Labour won back the seat in 1999 when Georgina Beyer, the first transgender MP on earth, defeated National Party candidate, the media star Paul Henry.
I was the Labour Party's campaign manager in 1999 and I have to concede that we had no idea that such an upset was on the cards and had judged the seat in advance as a win for Henry.
For the September general election Labour will again field Kieran McAnulty MP as its candidate and the seat is likely to be a gain for Labour.
In the 2017 election McAnulty slashed Scott's majority by more than half, making Wairarapa one of the most marginal electorates in the country. McAnulty attracted significant cross-party support.
He'd impressed the Labour Party hierarchy and secured the Party List position which made him an MP in 2017.
McAnulty is one of Labour's strongest candidates combining youth, deep family roots in the region, a business background and an already advancing political career – he won the support of his colleagues and was elected as a Labour whip.
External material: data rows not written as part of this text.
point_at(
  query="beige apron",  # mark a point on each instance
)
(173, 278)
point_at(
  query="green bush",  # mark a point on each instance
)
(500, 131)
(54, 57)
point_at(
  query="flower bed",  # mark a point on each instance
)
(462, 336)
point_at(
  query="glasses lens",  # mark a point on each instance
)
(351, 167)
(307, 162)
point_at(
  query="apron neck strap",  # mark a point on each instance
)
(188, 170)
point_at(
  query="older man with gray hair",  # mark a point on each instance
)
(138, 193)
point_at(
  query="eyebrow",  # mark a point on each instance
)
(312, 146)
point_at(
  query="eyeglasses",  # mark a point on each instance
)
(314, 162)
The electorate extends well into what is generally known as Central Hawke's Bay and includes Dannevirke, Woodville, Waipukurau and Waipawa.
For this reason, McAnulty has asked the Boundaries Commission (which also decides on electorate names) to call the new seat Wairarapa-Central Hawke's Bay to reflect the real shape of the seat.
This is a wise move and likely to be attractive to electors who don't feel that the current name accurately reflects the boundaries of the seat.
The precedents for this kind of electorate name are the local Maori seat of Ikaroa-Rawhiti, Clutha-Southland and Taranaki-King Country.
Much of the outcome of this contest will depend on tactical voting, and this phenomenon will possibly favour McAnulty.
If the polls carry on predicting a good chance of the Jacinda Ardern Government's getting re-elected, a key group of soft National Party supporters will choose to split their support and vote for McAnulty with their candidate vote and National with their party vote.
This "each way bet" makes sense if these voters decide that a McAnulty as a likely minister in a returned Labour-led Government is preferable to a back-bench National MP in opposition for the next three years.
Another wild card will be around NZ First MP Ron Mark's nearly 20 per cent of candidate vote in 2017.
It is probable that the 2020 contest will be seen by voters as more of a two-horse race than the previous election and with Mark as a successful Defence Minister and guaranteed a winning spot on the NZ First List his candidate vote support will logically drop.
Where these votes go adds to the unknowns that make a close election so interesting.
• Mike Williams grew up in Hawke's Bay. He is CEO of the NZ Howard League and a former Labour Party president. All opinions are his and not those of Hawke's Bay Today.